GlmMoeDsaForCausalLM#
A large Mixture-of-Experts model using Dynamic Sparse Attention (DSA), shared
by the GLM-5.2 series. Like DeepSeek-V4-Flash, the sparse-attention path
splits the model’s layers into more than one KV cache group; the
LMCacheMPConnector stores and retrieves each group in its own block size, so
KV reuse works without extra flags.
Validated models#
zai-org/GLM-5.2-FP8 (8 GPUs)
Engine documentation:
GLM-5.2 in vLLM supported models
(architecture GlmMoeDsaForCausalLM). See also the
vLLM GLM-5.2 recipe.
Status: Validated with LMCache (vLLM 0.23.0 + LMCache 0.4.7).
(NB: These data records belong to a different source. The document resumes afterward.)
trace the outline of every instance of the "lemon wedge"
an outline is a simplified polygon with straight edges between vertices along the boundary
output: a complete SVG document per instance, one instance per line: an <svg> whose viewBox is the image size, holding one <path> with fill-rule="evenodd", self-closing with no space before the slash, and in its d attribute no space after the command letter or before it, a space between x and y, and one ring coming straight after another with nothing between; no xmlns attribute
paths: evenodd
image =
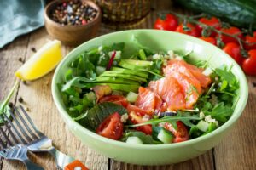
<svg viewBox="0 0 256 170"><path fill-rule="evenodd" d="M21 80L35 80L52 71L62 58L61 42L49 42L18 69L15 76Z"/></svg>

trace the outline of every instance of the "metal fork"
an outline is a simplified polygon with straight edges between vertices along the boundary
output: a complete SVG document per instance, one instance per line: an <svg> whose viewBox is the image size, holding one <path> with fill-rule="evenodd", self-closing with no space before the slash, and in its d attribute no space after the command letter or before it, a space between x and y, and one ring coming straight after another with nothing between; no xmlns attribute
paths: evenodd
<svg viewBox="0 0 256 170"><path fill-rule="evenodd" d="M1 118L3 116L1 116ZM3 139L0 139L0 156L7 160L16 160L22 162L26 169L28 170L44 170L43 167L33 163L27 157L27 147L23 146L19 144L19 139L14 135L10 128L5 124L10 136L10 139L3 129L2 126L0 126L0 132L2 133Z"/></svg>
<svg viewBox="0 0 256 170"><path fill-rule="evenodd" d="M49 152L51 154L55 160L57 168L64 169L67 164L75 161L74 158L56 150L52 145L52 140L36 128L22 105L20 105L20 108L21 110L20 112L18 108L15 106L13 107L14 111L9 110L11 117L17 125L16 127L5 114L3 114L3 116L10 127L14 129L19 138L20 138L21 144L27 146L28 150L32 152ZM15 116L15 113L17 116ZM23 115L23 116L21 115ZM20 120L20 122L19 122L18 120ZM25 127L25 128L23 127Z"/></svg>

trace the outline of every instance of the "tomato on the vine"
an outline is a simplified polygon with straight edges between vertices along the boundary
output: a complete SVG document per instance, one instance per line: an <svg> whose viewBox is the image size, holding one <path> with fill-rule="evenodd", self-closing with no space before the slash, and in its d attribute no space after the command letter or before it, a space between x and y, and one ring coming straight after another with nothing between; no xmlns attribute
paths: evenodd
<svg viewBox="0 0 256 170"><path fill-rule="evenodd" d="M244 46L246 49L256 49L256 31L253 32L253 36L247 35L245 37Z"/></svg>
<svg viewBox="0 0 256 170"><path fill-rule="evenodd" d="M167 14L165 20L158 18L154 25L154 28L157 30L175 31L178 25L178 20L173 14Z"/></svg>
<svg viewBox="0 0 256 170"><path fill-rule="evenodd" d="M229 42L227 43L223 50L230 55L239 65L242 64L244 58L241 54L241 48L236 42Z"/></svg>
<svg viewBox="0 0 256 170"><path fill-rule="evenodd" d="M248 58L243 61L241 66L247 75L256 75L256 49L248 51Z"/></svg>
<svg viewBox="0 0 256 170"><path fill-rule="evenodd" d="M220 21L218 20L218 18L213 17L213 16L211 18L202 17L202 18L199 19L198 21L202 24L205 24L207 26L212 26L217 30L220 30L220 28L221 28ZM201 34L203 27L201 25L196 25L196 27L199 30L199 32ZM215 31L212 31L210 35L210 37L214 37L215 36L216 36Z"/></svg>
<svg viewBox="0 0 256 170"><path fill-rule="evenodd" d="M96 132L101 136L118 140L122 137L123 128L121 116L118 112L114 112L104 119Z"/></svg>
<svg viewBox="0 0 256 170"><path fill-rule="evenodd" d="M230 34L232 36L237 36L238 38L241 38L241 39L242 38L242 33L240 31L240 29L237 27L231 26L229 28L222 28L220 31L224 33L227 33L227 34ZM224 34L221 34L220 38L224 43L232 42L237 42L237 40L236 38L226 36Z"/></svg>
<svg viewBox="0 0 256 170"><path fill-rule="evenodd" d="M196 37L200 36L197 28L190 23L187 23L186 26L184 26L183 24L178 25L178 26L176 29L176 31L189 36L194 36Z"/></svg>
<svg viewBox="0 0 256 170"><path fill-rule="evenodd" d="M199 38L201 39L201 40L204 40L206 42L208 42L209 43L212 43L213 45L217 45L217 42L216 42L216 39L214 37L200 37Z"/></svg>

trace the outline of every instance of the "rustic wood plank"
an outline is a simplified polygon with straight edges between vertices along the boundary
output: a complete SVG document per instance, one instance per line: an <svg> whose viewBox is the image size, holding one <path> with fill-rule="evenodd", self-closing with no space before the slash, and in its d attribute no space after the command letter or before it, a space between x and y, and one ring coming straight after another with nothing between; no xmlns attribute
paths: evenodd
<svg viewBox="0 0 256 170"><path fill-rule="evenodd" d="M102 25L99 34L105 34L113 31L115 29L106 28ZM44 28L32 32L27 46L26 59L27 60L33 54L31 48L38 49L49 39L50 37ZM18 45L15 44L15 46ZM72 49L72 47L63 46L62 48L64 54L67 54ZM11 65L10 64L9 65L9 66ZM98 155L94 150L88 149L84 144L82 144L68 131L64 122L60 118L51 97L50 84L52 76L53 71L38 80L27 82L26 85L21 83L18 96L24 99L25 102L23 105L29 108L28 112L35 124L43 133L53 139L56 148L80 160L90 169L108 169L108 158ZM47 154L32 155L31 158L34 162L41 165L45 169L55 169L55 167L54 160ZM3 169L25 169L25 167L20 163L4 162Z"/></svg>
<svg viewBox="0 0 256 170"><path fill-rule="evenodd" d="M9 94L15 83L15 71L22 65L19 58L25 59L29 35L16 38L11 44L0 49L0 100ZM12 102L15 102L17 93L14 94ZM0 158L0 169L3 168L3 159Z"/></svg>
<svg viewBox="0 0 256 170"><path fill-rule="evenodd" d="M256 77L248 76L247 107L234 129L215 148L216 169L255 169L256 167Z"/></svg>

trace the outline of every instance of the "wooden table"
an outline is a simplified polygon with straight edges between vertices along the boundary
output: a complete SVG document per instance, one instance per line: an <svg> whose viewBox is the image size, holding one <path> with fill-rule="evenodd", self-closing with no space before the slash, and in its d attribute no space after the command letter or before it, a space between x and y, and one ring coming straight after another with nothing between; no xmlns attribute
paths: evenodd
<svg viewBox="0 0 256 170"><path fill-rule="evenodd" d="M99 36L108 32L125 29L152 28L156 19L157 12L164 10L176 10L183 12L173 7L172 1L153 2L151 13L142 22L127 27L102 25ZM15 82L14 72L22 65L19 61L21 58L27 60L33 54L32 48L38 49L48 39L50 39L44 28L40 28L30 34L16 38L13 42L0 49L0 99L3 99ZM73 49L71 47L62 47L63 54L67 54ZM22 97L25 105L30 109L29 114L35 124L47 136L53 139L56 148L67 153L84 162L90 169L102 170L181 170L181 169L226 169L241 170L256 169L256 76L247 76L249 86L249 99L247 105L236 125L235 128L214 149L195 159L183 163L158 166L142 167L122 163L108 159L82 144L67 128L64 122L53 102L50 83L53 72L34 82L24 84L20 83L15 93L14 101ZM49 155L32 155L33 162L47 170L55 169L54 160ZM9 162L1 159L0 169L25 169L19 162Z"/></svg>

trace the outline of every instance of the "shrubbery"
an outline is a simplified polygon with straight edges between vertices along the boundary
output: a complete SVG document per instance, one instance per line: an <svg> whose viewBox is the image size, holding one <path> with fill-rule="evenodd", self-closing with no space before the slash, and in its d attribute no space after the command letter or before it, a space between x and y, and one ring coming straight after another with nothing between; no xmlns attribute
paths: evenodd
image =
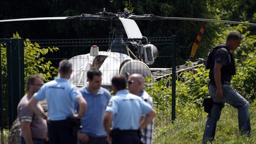
<svg viewBox="0 0 256 144"><path fill-rule="evenodd" d="M13 39L20 38L18 33L14 34ZM56 76L57 73L57 69L52 66L50 61L45 61L44 56L49 52L54 52L57 51L57 47L40 47L37 43L31 43L28 39L25 39L24 41L24 85L25 92L27 91L25 83L27 76L34 74L41 75L48 81ZM4 125L8 126L7 121L8 121L7 110L8 98L7 93L7 48L4 43L1 43L1 56L2 67L2 94L3 94L3 111L4 119ZM22 97L22 95L16 95L16 97Z"/></svg>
Start the LMCache MP server:
lmcache server \
--port 6555 \
--max-workers 8 \
--l1-size-gb 100 \
--eviction-policy LRU \
--chunk-size 1024
Start vLLM with the LMCache MP connector (8 GPUs):
vllm serve zai-org/GLM-5.2-FP8 \
--tensor-parallel-size 8 \
--tool-call-parser glm47 \
--enable-auto-tool-choice \
--reasoning-parser glm45 \
--no-enable-prefix-caching \
--kv-transfer-config \
'{"kv_connector":"LMCacheMPConnector","kv_role":"kv_both","kv_connector_extra_config":{"lmcache.mp.port":6555}}'
--tool-call-parser glm47, --enable-auto-tool-choice, and
--reasoning-parser glm45 are GLM-5.2’s serving requirements (see the
vLLM recipe). --no-enable-prefix-caching routes all KV reuse through
LMCache rather than vLLM’s in-engine prefix cache. The server’s
--port 6555 must match lmcache.mp.port in the connector config;
--max-workers is set to the tensor-parallel size. Adjust
--tensor-parallel-size to match your hardware. For the generic
LMCache + vLLM wiring (ports, remote hosts), see
Quickstart.
If there are any issues with vLLM setup, please refer to the vLLM Recipes for more details.
Status: Not validated with LMCache.
Status: Supported. See Quickstart for TRT-LLM + LMCache setup.
CacheBlend support#
Not validated.
Compression support#
Method |
Status |
Notes |
|---|---|---|
Not validated |
Caveats#
Dynamic Sparse Attention KV groups. GLM-5.2’s DSA path splits the model’s layers into more than one KV cache group with different block geometries. LMCache stores and retrieves each group in its own block size; no extra flags are required beyond the launch commands above.